Eine Tradition geht zu Ende
 



Das Ende einer Tradition - Kein Turmblasen mehr in Humboldthain















 
(19.12.2012) Für viele war es eine überraschende Nachricht: das traditionelle Humboldthainer Turmblasen wird es zukünftig nicht mehr geben. 
Seit Jahren trafen sich Interessierte und Schaulustige am 4.Advent zum Humboldthainer Turmblasen. Die oft äußerst niedrigen Temparaturen hielten weder die Turmbläser noch die zahlreichen Zuhörer ab, das vorweihnachtliche Event der Gemeinde Humboldthain zu besuchen.
Aus dem obersten Stockwerk der Kirche spielte das Blasorchester Jahr für Jahr über eine Stunde lang bekannte Weihnachts- und Adventslieder.
Bei Glühwein und selbstgemachten Waffeln konnten sich die Zuhörer warmhalten und den Klängen der Trompeten, Posaunen, Klarinetten und Hörnern lauschen.
So kamen nicht nur Interessierte aus der unmittelbaren Nachbarschaft und den Nachbargemeinden Humboldthains, sondern auch viele Zuhörer aus Randgebieten und Vororten Berlins in die zentrale neuapostolische Gemeinde. Über die Jahre erlangte das Event einen solchen Bekanntheitsgrad, dass auch "Unsere Familie online" 2011 in seiner Berichterstattung auf das alljährliche Turmblasen hinwies.
Doch ausgerechnet in diesem Jahr, in dem das Humboldthainer Turmblasen sein 10 jähriges Jubiläum hätte feiern wollen, kam das Aus. Die Gründe sind wohl im Zusammenhang mit der viermonatigen Renovierung des Kirchenbaus Anfang des Jahres zu finden. So erklärte Gemeindeleiter Klaus-Peter Waschke, dass die großen Fenster im oberen Stockwerk aus Sicherheitsgründen nicht mehr geöffnet werden dürften. Außerdem hätte es schon seit längerer Zeit Gedankenspiele in der Leitung des Kirchenbezirks Nordwest gegeben, dass Turmblasen an einen öffentlichkeitwirksameren Ort zu verlegen.

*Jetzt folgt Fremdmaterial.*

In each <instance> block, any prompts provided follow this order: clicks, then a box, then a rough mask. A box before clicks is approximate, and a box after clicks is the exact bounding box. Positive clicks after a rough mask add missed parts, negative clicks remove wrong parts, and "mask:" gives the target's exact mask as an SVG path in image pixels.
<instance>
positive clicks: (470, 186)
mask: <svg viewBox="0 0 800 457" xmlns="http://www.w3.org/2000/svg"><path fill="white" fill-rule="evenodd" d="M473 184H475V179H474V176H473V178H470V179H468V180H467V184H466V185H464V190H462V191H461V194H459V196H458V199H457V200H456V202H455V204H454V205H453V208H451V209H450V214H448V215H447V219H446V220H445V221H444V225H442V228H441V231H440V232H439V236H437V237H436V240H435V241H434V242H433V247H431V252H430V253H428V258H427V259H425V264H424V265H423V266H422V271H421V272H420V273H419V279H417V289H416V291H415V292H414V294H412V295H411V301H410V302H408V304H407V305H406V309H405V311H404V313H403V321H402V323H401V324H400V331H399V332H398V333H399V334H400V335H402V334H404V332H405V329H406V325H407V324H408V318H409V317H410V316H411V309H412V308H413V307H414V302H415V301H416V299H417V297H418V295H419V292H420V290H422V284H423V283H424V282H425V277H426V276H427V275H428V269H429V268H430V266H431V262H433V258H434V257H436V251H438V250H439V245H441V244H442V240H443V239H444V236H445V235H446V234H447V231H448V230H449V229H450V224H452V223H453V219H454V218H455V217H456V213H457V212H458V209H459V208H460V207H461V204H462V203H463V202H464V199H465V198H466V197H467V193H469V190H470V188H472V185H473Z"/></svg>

Die gute Nachricht lautet daher, das Turmblasen selbst lebt weiter. Fortan soll die Gemeinde Berlin-Charlottenburg Ausrichter dieses vorweihnachtlichen Eventes sein. So findet erstmals am kommenden Sonntag, den 23. Dezember 2012, um 18 Uhr das Turmblasen in der Wernigeroder Str. 10 an der Neuapostolischen Kirche Charlottenburg statt. Vielleicht der Anfang einer neuen Tradition.